7 明日のことで
「俺は勉強に殺されるんだー!」
「広葉。 そこ間違えてるぞ」
「俺の渾身の言葉をスルーしないであげて!?」
はぁ、お兄様はいつも冷静で素敵ですね。
っと、それよりも!
「お兄様、森田先輩。 夕御飯が出来ましたから、切りが良いところで食べていただけると嬉しいです」
「シャー! 陸! 休憩だ!」
「はぁ、仕方がない。 奈留、ありがとうな」
「いえいえ、当然のことですから」
お兄様は何でも出来てしまうので、私が代わりにできることなんて限られてますから、こういうところでしっかりしないと。
「陸ー! 俺もこんな妹がほしいよー!」
「まぁ、俺の自慢の妹だからな」
お兄様‥‥‥‥。
「奈留ー? どうした、顔赤いぞ?」
「い、いえ、何でもありません! それよりも私少し友人に明日のことで確認したいことがあるので、少し部屋に戻りますね!」
「あぁ、わかった」
あー! 危なかった‥‥! もう少しでうっかり考えていることが口から出そうでしたよ。
◇◆◇◆◇◆
お兄様から離れる口実で、あぁ言ったものの、連絡しないといけないのは本当なので、私は蕾ちゃんに電話を掛ける。
明日のこと詳しく決めておかないとね。
そして、電話が繋がる。
「もしもし、蕾ちゃん?」
『おー! 奈留ちゃん、どうしたでござるか? 陸さんがかっこよかったって話は前にも聞いたでござるが‥‥』
「そう! そうなんだよ! 今日もかっこよくて‥‥って! そういうことじゃなくて!」
危ない危ない、何だか話が脱線しそうだったよ‥‥いやまぁ、少しくらいならしてもいいとは思うのだけど、一応決めることは決めておかないと‥‥。
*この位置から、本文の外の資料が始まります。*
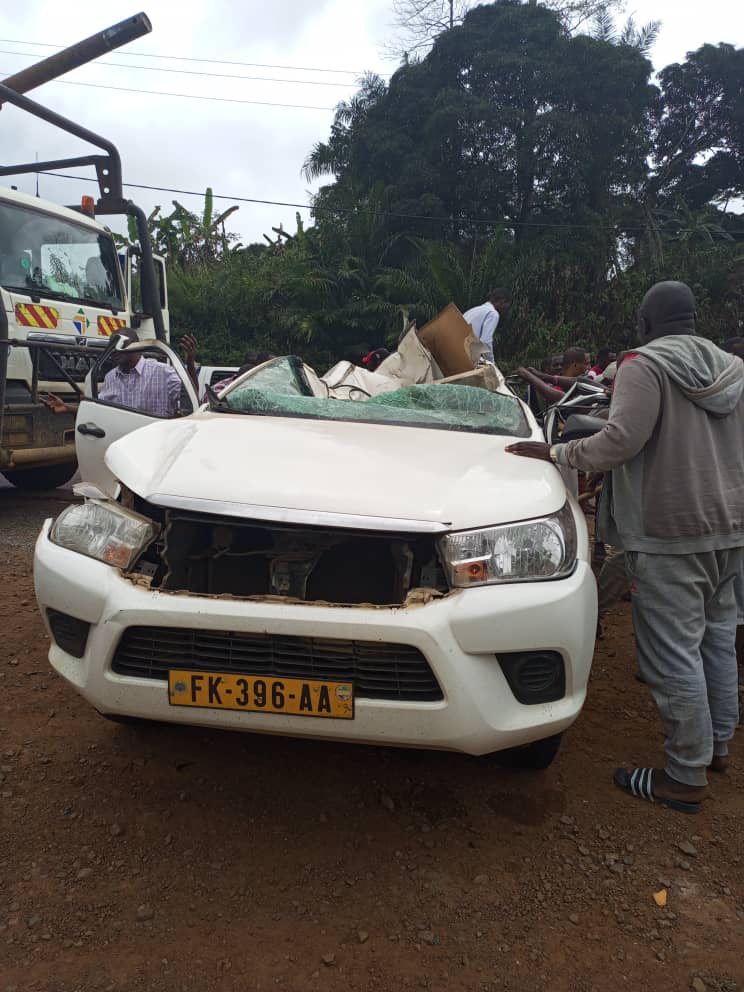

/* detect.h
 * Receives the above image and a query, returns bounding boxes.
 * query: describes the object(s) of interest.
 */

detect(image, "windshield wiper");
[203,383,232,413]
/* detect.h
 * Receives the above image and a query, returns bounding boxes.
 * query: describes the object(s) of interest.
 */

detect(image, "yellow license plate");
[168,670,354,720]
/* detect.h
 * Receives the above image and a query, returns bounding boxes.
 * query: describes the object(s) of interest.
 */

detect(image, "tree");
[150,187,235,268]
[647,44,744,206]
[389,0,626,62]
[591,9,661,55]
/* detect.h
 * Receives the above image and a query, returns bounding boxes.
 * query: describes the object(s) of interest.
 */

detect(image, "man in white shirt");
[463,288,511,362]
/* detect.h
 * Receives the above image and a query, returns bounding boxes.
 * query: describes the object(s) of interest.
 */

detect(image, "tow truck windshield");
[0,201,124,310]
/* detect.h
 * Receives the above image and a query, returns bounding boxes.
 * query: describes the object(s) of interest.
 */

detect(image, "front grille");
[107,627,442,702]
[47,610,90,658]
[498,651,566,706]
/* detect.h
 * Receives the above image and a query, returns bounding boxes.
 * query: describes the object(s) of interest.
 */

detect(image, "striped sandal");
[612,768,702,813]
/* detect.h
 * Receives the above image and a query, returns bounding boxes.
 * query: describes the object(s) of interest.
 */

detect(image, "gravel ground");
[0,520,744,992]
[0,476,74,552]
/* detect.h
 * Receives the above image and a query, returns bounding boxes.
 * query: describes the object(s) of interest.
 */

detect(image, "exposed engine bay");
[129,506,448,606]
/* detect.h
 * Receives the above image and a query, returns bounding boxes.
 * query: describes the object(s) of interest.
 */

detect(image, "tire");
[493,734,563,771]
[3,462,77,492]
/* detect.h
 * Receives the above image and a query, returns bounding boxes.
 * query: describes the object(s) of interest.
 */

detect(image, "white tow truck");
[0,14,169,489]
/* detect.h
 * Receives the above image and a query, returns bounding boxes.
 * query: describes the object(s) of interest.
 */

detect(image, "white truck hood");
[106,412,566,530]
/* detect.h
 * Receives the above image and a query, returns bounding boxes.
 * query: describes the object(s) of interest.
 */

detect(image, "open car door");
[75,338,198,496]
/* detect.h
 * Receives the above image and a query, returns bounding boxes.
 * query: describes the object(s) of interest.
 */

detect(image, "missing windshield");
[220,372,530,437]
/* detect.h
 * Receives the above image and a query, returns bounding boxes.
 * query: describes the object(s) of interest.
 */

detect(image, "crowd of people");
[42,282,744,813]
[494,282,744,813]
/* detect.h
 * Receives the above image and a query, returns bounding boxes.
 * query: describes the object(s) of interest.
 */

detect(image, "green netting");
[225,380,530,437]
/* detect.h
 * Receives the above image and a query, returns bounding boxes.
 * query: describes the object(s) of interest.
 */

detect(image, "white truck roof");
[0,186,109,233]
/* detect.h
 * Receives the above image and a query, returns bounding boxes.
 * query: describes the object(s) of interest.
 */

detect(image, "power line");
[0,38,364,76]
[0,69,335,110]
[0,48,353,89]
[29,172,656,234]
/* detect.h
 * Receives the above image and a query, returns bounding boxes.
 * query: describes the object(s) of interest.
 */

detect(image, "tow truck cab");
[0,7,169,489]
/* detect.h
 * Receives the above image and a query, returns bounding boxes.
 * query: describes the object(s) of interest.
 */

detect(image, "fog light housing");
[497,651,566,706]
[47,610,90,658]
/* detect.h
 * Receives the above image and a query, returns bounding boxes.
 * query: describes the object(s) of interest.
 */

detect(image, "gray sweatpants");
[625,548,744,786]
[597,544,628,618]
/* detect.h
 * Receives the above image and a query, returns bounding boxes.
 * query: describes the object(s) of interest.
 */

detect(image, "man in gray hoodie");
[507,282,744,813]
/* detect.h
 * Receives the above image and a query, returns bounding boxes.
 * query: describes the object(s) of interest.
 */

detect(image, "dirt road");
[0,505,744,992]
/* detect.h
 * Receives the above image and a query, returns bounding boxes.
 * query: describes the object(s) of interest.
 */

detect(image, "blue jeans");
[625,548,744,786]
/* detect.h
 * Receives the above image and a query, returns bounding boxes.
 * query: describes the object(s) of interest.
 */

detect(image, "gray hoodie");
[557,332,744,554]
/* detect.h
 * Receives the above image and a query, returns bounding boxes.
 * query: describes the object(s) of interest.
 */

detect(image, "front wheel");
[3,462,77,492]
[492,734,563,771]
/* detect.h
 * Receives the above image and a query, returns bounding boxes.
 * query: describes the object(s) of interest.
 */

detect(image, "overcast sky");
[0,0,744,242]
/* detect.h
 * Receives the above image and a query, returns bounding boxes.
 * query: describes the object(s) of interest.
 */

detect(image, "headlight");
[50,500,160,569]
[440,503,576,588]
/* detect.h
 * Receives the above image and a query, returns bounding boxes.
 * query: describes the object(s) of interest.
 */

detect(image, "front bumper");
[34,521,597,755]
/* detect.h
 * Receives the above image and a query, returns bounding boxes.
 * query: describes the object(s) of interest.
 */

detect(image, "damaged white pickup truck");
[35,322,596,767]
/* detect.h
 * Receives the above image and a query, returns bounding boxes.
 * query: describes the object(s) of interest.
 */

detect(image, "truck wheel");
[492,734,563,771]
[3,462,77,491]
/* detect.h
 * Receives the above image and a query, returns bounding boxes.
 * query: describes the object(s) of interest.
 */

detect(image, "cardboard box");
[418,303,485,378]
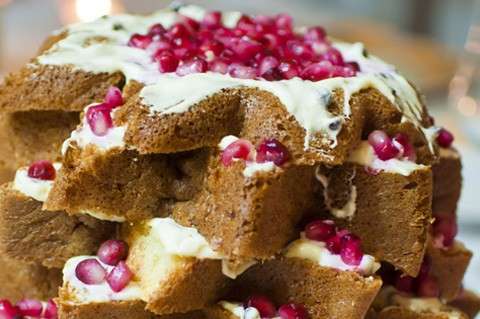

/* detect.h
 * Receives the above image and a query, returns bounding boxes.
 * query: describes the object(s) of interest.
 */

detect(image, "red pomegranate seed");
[395,275,415,293]
[257,138,290,166]
[43,299,58,319]
[17,299,43,317]
[105,86,123,109]
[368,130,399,161]
[177,58,208,76]
[392,133,416,161]
[278,303,308,319]
[97,239,128,266]
[27,160,57,181]
[86,103,113,136]
[305,220,335,241]
[75,258,107,285]
[222,139,253,166]
[154,51,180,73]
[340,234,363,266]
[0,299,20,319]
[202,11,222,29]
[417,277,440,298]
[437,128,454,148]
[244,295,277,318]
[128,33,152,49]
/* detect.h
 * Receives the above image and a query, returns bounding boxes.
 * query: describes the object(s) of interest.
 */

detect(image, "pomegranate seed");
[222,139,253,166]
[128,33,152,49]
[107,261,133,292]
[395,275,415,293]
[392,133,416,161]
[245,295,277,318]
[97,239,128,266]
[177,58,208,76]
[417,277,440,298]
[148,23,167,36]
[305,220,335,241]
[86,103,113,136]
[17,299,43,317]
[105,86,123,109]
[0,299,20,319]
[340,234,363,266]
[257,138,290,166]
[43,299,58,319]
[202,11,222,29]
[27,160,57,181]
[278,303,308,319]
[368,130,399,161]
[437,128,454,148]
[154,51,180,73]
[75,258,107,285]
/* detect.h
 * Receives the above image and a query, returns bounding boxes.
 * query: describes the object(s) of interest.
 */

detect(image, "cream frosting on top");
[285,233,380,276]
[38,6,436,149]
[13,163,62,202]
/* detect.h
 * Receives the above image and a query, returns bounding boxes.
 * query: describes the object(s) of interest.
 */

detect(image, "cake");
[0,5,480,319]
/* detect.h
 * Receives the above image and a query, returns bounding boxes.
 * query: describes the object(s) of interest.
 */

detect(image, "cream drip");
[348,141,427,176]
[13,163,62,202]
[38,6,430,154]
[285,233,380,276]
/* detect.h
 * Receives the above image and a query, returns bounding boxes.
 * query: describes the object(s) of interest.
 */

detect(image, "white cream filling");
[218,135,277,178]
[285,233,380,276]
[38,6,432,153]
[347,141,427,176]
[63,256,143,304]
[13,163,62,202]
『あ、明日のことでござるな。 直で家に来てくれるとありがたいでござる』
「あぁ、いつも通りね」
まぁ、蕾ちゃんの家に行くんだからその方がいいんだろうけど‥‥基本自分から家に出ようとしないよね‥‥。
『時間はいつでもいいでござるよ。 寝てても対応してくれるでござろうから』
出来れば起きておいてもらえると助かるんだけどね。
「わかった。 じゃあ明日ね?」
『ござる!』
そう言って、蕾ちゃんは電話を切った。
‥‥ござるだけじゃどっちなのかわからないよ蕾ちゃん!
まぁ、たぶんオッケーってことだよね。
「あ、私も早くごはん食べないと!」
蕾ちゃんと話していたら、先程までのお兄様への感情も治まってきたしね。
ダイニングに戻ると、お兄様達が私が友人の連絡が終わるのを待ってらしたみたいで、まだ食事を始めていなかった。
こういう優しさもお兄様の良いところだけど、申し訳なかったな‥‥。